Throughout the scene, as we watch in horror at what she does, she wears her sunglasses. This is a brilliant move by director John M. Stahl. We can only judge from her face what she is thinking, and Tierney gives us no definite answers. Is she ruthless? Unfeeling? Disinterested? Any other actress under most directors would have let us see in her eyes what exactly she was thinking and feeling at this moment of barbarism, but Tierney and Stahl don't.

Instead, we imagine what is going on in her mind, and that mixed in with what we can see and hear makes it a frightening scene of terror. As if this scene didn't see to what lengths she would go, there is a later scene that only adds even more horror to what kind of woman Ellen is.

Through it all, Ellen can't be seen as truly evil. Rather, she is amoral, who becomes so twisted in her love for Richard that she becomes consumed by it. Ellen's mother (Mary Phillips) captures the essense of her daughter when she says, "There's nothing wrong with Ellen. It's just that she loves too much. She loved her father too much". As we should remember, Ellen sees a resemblance between her father and her husband. Jo Swerling's script signals where all this is going without being overt. Early on in Leave Her to Heaven, Richard is observing Ellen swim against her family. Richard's convinced the younger ones will win. He's told no. "Ellen always wins".

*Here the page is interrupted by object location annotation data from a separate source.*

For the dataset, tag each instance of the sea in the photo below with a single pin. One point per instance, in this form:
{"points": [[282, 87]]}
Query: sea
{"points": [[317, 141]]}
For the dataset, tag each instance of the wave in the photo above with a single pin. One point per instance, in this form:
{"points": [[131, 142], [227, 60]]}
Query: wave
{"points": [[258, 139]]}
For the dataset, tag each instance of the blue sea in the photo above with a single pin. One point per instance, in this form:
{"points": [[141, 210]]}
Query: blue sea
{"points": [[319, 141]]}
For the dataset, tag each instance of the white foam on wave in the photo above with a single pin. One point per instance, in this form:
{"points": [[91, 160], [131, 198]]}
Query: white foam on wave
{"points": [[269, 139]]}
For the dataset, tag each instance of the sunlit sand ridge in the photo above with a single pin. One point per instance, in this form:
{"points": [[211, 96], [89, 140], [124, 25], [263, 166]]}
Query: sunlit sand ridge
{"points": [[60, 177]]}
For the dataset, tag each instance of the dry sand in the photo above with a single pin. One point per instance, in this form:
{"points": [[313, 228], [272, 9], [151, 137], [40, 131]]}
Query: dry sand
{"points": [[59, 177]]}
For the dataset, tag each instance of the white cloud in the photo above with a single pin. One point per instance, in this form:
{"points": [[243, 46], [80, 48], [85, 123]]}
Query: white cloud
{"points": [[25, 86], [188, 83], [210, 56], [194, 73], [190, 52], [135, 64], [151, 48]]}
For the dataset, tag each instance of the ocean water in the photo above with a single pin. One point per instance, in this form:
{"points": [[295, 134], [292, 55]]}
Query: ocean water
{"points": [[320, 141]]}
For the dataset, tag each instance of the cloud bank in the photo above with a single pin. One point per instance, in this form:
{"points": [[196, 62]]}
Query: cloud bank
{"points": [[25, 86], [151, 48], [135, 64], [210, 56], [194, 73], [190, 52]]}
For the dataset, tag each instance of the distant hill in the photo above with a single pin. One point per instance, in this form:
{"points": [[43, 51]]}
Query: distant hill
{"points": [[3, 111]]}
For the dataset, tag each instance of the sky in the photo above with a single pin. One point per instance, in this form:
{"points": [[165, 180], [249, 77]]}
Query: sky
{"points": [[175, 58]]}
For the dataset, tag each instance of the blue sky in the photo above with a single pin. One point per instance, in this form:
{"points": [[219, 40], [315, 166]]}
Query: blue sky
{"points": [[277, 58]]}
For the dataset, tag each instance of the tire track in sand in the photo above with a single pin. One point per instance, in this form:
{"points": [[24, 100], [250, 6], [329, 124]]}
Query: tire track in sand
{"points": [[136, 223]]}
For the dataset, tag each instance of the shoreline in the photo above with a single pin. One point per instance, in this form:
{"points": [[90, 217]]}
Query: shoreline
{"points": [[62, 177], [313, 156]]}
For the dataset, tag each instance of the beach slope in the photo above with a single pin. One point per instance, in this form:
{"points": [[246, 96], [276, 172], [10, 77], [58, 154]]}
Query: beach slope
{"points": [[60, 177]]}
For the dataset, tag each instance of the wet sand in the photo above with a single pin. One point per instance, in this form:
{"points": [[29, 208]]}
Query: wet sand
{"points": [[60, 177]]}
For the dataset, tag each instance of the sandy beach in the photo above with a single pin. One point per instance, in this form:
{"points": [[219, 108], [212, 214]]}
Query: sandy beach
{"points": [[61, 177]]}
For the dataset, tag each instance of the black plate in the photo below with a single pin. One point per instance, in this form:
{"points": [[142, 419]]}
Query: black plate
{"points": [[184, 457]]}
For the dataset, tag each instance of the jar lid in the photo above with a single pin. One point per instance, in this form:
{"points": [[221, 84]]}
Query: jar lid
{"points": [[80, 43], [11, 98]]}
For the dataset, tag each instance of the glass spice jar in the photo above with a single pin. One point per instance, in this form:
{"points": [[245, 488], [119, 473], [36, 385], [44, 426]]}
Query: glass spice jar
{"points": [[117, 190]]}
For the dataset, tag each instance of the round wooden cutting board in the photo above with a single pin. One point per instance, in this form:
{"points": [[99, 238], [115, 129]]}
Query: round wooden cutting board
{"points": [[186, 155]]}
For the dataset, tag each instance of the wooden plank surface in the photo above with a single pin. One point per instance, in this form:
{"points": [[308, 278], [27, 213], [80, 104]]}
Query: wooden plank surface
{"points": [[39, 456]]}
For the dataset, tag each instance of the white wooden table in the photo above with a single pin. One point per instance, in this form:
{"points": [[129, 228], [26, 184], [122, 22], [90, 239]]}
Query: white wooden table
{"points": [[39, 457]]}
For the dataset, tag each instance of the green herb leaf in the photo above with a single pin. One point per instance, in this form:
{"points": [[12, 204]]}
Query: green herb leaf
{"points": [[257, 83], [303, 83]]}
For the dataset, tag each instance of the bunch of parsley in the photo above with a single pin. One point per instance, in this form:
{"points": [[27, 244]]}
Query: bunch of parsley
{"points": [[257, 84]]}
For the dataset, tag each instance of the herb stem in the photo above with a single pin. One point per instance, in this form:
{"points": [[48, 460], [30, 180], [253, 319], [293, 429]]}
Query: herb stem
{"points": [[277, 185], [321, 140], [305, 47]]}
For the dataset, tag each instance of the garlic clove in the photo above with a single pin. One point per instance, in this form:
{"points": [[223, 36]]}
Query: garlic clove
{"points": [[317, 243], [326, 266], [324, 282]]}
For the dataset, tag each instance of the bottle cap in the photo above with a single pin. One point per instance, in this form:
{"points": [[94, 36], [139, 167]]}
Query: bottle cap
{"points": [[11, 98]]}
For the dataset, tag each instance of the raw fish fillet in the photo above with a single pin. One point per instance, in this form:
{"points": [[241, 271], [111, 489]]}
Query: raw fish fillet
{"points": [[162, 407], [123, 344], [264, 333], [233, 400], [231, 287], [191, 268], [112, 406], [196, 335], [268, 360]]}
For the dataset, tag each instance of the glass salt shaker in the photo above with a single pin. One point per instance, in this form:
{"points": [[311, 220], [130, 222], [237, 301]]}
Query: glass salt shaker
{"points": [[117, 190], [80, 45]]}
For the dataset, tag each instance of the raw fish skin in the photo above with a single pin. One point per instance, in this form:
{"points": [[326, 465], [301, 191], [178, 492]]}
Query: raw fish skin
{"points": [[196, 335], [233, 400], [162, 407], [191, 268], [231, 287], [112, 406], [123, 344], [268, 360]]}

The rest of the cast is brilliant. Wilde shifts from a man in total enthrall with the beautiful Ellen into total repulsion and horror at the truth of the monster she truly is. Craig projects an innocence as Ruth, the only true and loyal friend Richard has. She matches Tierney in beauty but also in talent. Hickman also has a sweetness to his Danny in his total love for Richard and Ellen, making it all more tragic and horrifying. Price projects elegance and a righteous fury as the jilted lover who becomes her avenging angel.

We cannot forget Alfred Newman's dark yet elegant score. He knows when to place the music and when not to. The scene at the lake has no musical accompaniment, which was an intelligent decision because it adds to the tension and horror.

Leave Her to Heaven has, perhaps, the flaw that some of the acting is a bit mannered by today's standards. I also thought the framing device of having almost the whole film told as a flashback was unnecessary: we could have seen things in a linear manner. Finally, the ending was just a little too pat and convenient, but understandable for the times.

However, these are a few bits that don't take away from the brilliance and power of Leave Her to Heaven. By the time we get to see to what means Ellen will go, we are totally under her spell. We see a mix of horror and fascination at a woman who loves too much, who believes that everything she's done (even after she's gone) was done, as she declares, "not (out of) hate; love...Richard's love for me". We may even see Ellen is neither evil nor insane, just a woman without a conscience or soul.

Beware The Beauty...what Darkness Therein May Lie.